Zmarły przed 5 laty Neil Ardley był postacią niezwykłą, bo można znaleźć szereg książek popularyzatorskoencyklopedycznych autorstwa tego Anglika, przetłumaczonych na polski. Wprawdzie ukończył studia chemiczne, jednakże potem pochłonęła go muzyka. Grywał na fortepianie i saksofonie, lecz zasadniczym powołaniem było komponowanie i aranżowanie dla dużych składów jazzowych.
Neil Ardley prowadził New Jazz Orchestra pod koniec lat 60., a potem własny big band, w składzie którego znalazły się takie znakomitości angielskiej sceny jazz-rocka jak Barbara Thompson (saksofony), Norma Winston (śpiew), Ian Carr (trąbka), Jeoff Castle (instr. klawiszowe), Tony Coe (saksofony), John Martyn (gitara), Trevor Tomkins (perkusjonalia, wibrafon).

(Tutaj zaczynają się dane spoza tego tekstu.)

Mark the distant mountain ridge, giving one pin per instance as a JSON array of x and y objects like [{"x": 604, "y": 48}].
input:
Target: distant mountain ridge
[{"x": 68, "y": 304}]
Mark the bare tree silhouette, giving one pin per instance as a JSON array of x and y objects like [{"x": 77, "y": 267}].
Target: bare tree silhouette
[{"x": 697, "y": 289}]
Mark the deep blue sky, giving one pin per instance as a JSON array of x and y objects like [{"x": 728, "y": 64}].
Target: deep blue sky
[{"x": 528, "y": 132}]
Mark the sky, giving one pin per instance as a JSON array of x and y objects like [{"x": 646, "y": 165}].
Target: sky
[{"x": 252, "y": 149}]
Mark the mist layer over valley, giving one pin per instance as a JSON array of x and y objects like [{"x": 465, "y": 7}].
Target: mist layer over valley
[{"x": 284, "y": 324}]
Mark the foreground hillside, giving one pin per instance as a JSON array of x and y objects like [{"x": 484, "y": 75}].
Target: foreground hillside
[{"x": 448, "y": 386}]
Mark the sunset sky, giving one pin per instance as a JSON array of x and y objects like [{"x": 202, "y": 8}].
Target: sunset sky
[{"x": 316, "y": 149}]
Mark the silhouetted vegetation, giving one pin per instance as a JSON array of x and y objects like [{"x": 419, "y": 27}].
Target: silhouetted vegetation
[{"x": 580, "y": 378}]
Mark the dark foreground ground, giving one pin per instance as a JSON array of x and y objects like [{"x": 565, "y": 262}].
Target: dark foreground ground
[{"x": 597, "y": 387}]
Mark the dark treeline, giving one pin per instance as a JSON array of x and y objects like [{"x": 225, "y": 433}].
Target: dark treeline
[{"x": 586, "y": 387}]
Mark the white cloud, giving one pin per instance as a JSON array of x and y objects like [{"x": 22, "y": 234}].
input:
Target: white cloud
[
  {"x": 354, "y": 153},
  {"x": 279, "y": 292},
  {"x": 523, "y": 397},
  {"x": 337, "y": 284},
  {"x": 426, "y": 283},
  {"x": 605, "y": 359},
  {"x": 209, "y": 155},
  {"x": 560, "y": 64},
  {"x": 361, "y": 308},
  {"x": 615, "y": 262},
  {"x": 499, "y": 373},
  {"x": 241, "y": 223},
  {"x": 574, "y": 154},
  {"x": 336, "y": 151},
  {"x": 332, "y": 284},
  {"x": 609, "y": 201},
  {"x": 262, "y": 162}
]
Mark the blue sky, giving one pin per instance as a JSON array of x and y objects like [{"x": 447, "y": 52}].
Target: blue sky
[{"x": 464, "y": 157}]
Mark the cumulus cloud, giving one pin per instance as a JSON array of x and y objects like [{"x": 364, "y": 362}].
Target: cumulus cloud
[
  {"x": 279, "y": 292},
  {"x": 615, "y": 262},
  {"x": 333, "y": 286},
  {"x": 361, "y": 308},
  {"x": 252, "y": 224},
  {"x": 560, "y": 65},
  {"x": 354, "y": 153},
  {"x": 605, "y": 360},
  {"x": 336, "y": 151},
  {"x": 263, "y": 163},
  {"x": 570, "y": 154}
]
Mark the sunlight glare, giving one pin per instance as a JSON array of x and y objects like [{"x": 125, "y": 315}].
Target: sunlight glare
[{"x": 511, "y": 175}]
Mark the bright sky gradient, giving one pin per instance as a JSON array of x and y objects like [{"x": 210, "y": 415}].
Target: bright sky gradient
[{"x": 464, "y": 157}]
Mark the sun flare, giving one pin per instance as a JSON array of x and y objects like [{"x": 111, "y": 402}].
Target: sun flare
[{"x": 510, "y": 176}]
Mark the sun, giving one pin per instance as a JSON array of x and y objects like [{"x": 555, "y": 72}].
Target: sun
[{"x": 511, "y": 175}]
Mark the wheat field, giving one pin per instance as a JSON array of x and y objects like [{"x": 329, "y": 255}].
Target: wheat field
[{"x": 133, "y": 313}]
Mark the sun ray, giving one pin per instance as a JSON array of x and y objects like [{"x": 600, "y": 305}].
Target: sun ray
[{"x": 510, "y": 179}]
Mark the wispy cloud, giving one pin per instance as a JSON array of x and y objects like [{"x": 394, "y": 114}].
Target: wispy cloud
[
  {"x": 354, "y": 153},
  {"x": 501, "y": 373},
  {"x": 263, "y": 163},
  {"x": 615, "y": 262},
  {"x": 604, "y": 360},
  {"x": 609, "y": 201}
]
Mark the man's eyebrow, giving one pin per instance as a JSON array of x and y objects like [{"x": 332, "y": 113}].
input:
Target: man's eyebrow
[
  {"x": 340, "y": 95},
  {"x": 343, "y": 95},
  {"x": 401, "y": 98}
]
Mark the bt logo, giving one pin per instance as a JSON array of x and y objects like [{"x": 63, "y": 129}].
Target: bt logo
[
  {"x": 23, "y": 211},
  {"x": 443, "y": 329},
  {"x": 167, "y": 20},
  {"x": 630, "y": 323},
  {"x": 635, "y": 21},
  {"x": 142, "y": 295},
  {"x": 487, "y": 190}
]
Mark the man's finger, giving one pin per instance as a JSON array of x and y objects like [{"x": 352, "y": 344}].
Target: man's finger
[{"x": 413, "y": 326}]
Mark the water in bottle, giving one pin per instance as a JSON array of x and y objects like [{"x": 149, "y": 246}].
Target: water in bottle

Przypomniany tytuł - "Harmony Of The Spheres", powstał w 1978 r. i stanowi 7-częściową suitę, której charakter wydaje się być bardziej art-rockowy, a momentami nawet jakby new-age’owy niż jazzowy.
Kompozycje Neila Ardleya posiadają niezaprzeczalny urok i choć lubuje się on w powtarzaniu motywu, warstwa aranżacyjna nie pozwala nam się nudzić ani przez moment, a połączenie głosu Winston z syntezatorem jest po prostu piękne. Szkoda, że na "Harmony Of The Spheres" nie udało się lepiej zremasterować materiału, bo brzmienie momentami jest nieprzyjemne.